Tapi bagi mereka yang cerdas, tidak akan pernah tahu tentang hal yang belum
pernah di alami, dilihat, dirasakan dan akan berkata, “Saya
tidak tahu”. Tapi diam-diam akan mencari tahu (bukan makanan).
Coba
bayangkan ketika sebuah media publik menggelar promosi dan para kadernya
ramai-ramai menyatakan, “Katakan TIDAK PADA KORUPSI!!!”.
Alih-alih setelah menjabat justru mereka semua tersangkut skandal korupsi.
Fakta ini sudah menjadi rahasia umum.
Inilah
yang sebuah dasar pemikiran manusia rendah moral, mereka akan berbuat baik jika
menemukan keyakinan argumen pada sebuah ideologi (politik), menentang ideologi
pihak lain dan justru berbuat anarki atau setidaknya bersikap sinis.
Sepertinya
moralitas mereka palsu karena ada gula ada semut. Loyal dan sering menggelar
bakti sosial, mereka berharap honor besar untuk mengembalikan modal umpan.
Apapun
atau bagaimanapun platform sebuah ideologi politik yang menjadikan agama
sebagai landasan moral dan etika berbangsa dan bernegara maupun berkonsep
nasionalis, tujuan tersembunyi para kader dalam diskusi internal biasanya
menyebut bahwa power partai politik mereka besar dan kuat untuk membuktikan
bahwa bendera komprtitor mereka lemah. Begitupun sebaliknya sama saja.
Pemilih
Cerdas
Karena
sebuah kecerdasan mereka mampu ambil keputusan, berani menentukan pilihan. Tapi
di balik tingkat kecerdasan tersebut, tersembunyi kebodohan yang tidak belajar
dari sejarah (track record) parpol maupun kandidat pilihannya.
Rata-rata
mereka yang memilih karena sudah terhasut oleh khotbah moral dan tergiur
lipstick sosial kampanye, mirip janji masa depan trainer multi level marketing
(MLM). Apa yang disampaikan adalah tentang hal yang tidak pernah dilakukan dan
tidak mungkin dipraktekkan.
Alih-alih
suara yang diberikan efek dari virus mimpi politik, membangun pencitraan diri
dengan modal gombal mukio.
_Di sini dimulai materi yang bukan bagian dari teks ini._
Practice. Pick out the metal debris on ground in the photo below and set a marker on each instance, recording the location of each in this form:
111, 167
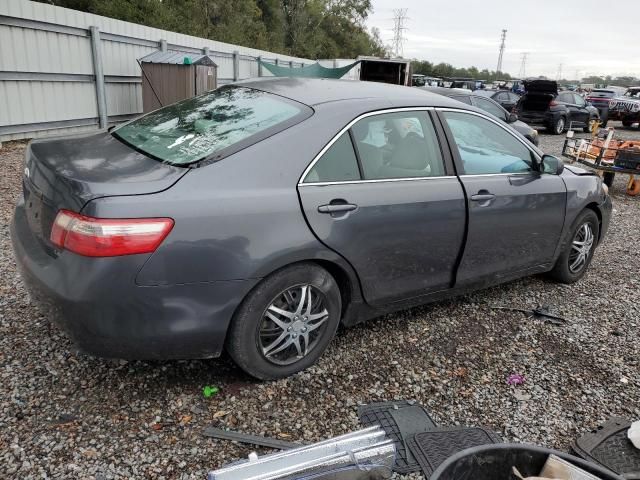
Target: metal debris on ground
515, 379
210, 391
539, 312
400, 421
363, 455
250, 439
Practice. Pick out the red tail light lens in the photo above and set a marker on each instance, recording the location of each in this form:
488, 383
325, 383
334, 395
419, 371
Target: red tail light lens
107, 237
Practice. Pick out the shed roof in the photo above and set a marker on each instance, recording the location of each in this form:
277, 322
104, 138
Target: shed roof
178, 58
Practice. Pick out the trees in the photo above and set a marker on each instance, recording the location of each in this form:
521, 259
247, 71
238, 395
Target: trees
304, 28
446, 70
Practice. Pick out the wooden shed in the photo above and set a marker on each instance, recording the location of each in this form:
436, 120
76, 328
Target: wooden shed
168, 77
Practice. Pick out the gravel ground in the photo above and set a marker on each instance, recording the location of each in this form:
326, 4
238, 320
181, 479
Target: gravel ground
64, 415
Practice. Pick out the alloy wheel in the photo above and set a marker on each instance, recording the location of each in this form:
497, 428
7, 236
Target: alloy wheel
292, 324
581, 248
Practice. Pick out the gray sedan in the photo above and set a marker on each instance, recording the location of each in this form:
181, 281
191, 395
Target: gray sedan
260, 216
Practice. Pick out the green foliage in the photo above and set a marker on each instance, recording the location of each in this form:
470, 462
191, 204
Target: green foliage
446, 70
303, 28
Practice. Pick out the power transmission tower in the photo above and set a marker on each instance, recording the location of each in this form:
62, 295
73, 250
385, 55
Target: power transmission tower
523, 66
502, 39
399, 17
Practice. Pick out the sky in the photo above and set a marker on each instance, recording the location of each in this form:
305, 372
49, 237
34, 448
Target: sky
588, 37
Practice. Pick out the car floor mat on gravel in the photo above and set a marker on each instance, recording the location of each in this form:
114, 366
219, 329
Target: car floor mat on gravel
610, 447
432, 448
400, 420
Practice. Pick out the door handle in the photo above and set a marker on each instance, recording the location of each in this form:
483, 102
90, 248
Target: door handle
337, 208
482, 197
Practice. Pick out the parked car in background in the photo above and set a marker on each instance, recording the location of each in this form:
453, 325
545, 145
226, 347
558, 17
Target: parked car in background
505, 98
492, 107
543, 105
626, 108
600, 98
258, 217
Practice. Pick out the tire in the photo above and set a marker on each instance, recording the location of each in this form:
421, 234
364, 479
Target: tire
270, 332
558, 126
608, 178
564, 270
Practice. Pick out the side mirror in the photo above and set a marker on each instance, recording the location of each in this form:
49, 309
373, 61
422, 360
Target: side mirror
552, 165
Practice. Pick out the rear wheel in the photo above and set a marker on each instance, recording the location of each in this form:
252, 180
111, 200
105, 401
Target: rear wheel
558, 126
285, 324
578, 250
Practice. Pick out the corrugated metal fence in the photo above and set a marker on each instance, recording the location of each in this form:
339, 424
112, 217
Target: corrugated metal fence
54, 62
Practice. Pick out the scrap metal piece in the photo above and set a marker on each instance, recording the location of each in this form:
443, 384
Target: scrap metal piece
250, 439
363, 455
539, 312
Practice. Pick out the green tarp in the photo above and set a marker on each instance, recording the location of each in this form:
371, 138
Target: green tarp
313, 71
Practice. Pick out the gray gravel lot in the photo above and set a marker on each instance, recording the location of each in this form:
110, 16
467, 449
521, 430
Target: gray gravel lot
64, 415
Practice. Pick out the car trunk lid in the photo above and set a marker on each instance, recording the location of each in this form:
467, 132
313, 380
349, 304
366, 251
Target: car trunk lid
68, 172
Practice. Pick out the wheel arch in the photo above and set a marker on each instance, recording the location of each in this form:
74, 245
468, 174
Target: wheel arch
346, 278
594, 207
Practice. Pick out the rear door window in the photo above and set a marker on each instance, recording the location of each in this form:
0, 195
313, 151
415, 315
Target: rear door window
488, 106
337, 164
486, 148
398, 145
213, 125
565, 97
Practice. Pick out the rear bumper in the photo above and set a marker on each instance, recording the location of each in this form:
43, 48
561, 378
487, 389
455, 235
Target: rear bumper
538, 119
98, 304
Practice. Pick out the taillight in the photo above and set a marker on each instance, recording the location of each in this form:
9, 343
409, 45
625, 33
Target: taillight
108, 237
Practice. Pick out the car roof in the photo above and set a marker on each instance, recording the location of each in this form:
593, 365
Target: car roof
486, 93
314, 91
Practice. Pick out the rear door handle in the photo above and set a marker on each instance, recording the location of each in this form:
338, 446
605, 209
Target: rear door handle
482, 197
337, 208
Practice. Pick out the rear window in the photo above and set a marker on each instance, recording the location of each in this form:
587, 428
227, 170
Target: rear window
211, 126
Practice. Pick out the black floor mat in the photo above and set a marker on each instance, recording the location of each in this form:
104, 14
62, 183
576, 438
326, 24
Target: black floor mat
430, 449
610, 447
401, 421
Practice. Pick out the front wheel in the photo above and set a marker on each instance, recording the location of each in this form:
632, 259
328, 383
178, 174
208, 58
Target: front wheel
285, 324
558, 126
577, 252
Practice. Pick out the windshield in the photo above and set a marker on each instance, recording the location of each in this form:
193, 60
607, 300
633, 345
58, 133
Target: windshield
217, 123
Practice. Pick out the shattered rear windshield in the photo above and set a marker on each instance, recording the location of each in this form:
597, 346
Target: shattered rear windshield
213, 125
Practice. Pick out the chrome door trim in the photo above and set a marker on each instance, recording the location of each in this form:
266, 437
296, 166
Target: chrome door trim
379, 180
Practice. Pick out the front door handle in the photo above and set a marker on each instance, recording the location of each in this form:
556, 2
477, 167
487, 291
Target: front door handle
337, 208
482, 197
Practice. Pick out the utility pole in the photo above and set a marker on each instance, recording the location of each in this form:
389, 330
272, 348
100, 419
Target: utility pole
523, 66
399, 18
502, 39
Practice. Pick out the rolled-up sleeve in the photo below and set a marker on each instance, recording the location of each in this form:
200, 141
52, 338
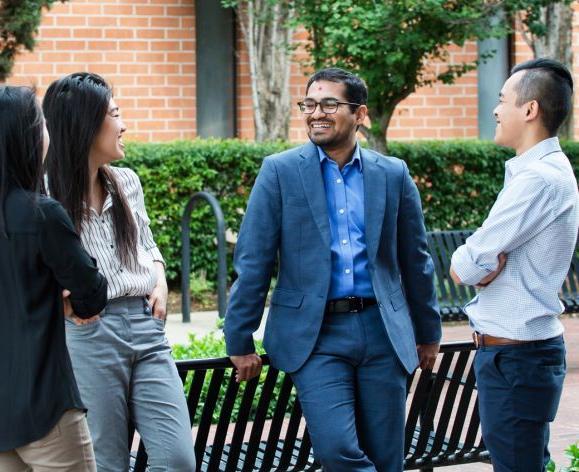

Sangat langka di antara mereka yang berani memilih
secara realistis.
Kesadaran
mereka terbang ke dunia angan-angan, meskipun secara faktanya mereka berpijak
di muka bumi tapi tetap saja akan menghayal untuk membunuh segala kegelisahan.
Itu sebabnya kelompok politisi masih laris hingga kini.
Selagi
kesadaran manusia dihinggapi angan-angan serta tingginya pengharapan, maka
semua doktrin akan gampang ditelan bulat-bulat. Mirip tahi kambing rasa
cokelat. Oleh sebab itulah banyak sekali kandidat yang dikenal begitu hebat,
membuat para voter simpati pada awal perkenalan tapi berakhir dengan
menyebalkan.
Mereka
yang sedang mempersiapkan diri menuju kursi panas yang empuk jarang sekali yang
sanggup dan berani membuat masyarakat jengkel di awal, tapi semakin hari kian
menebar simpati dan patut dibanggakan.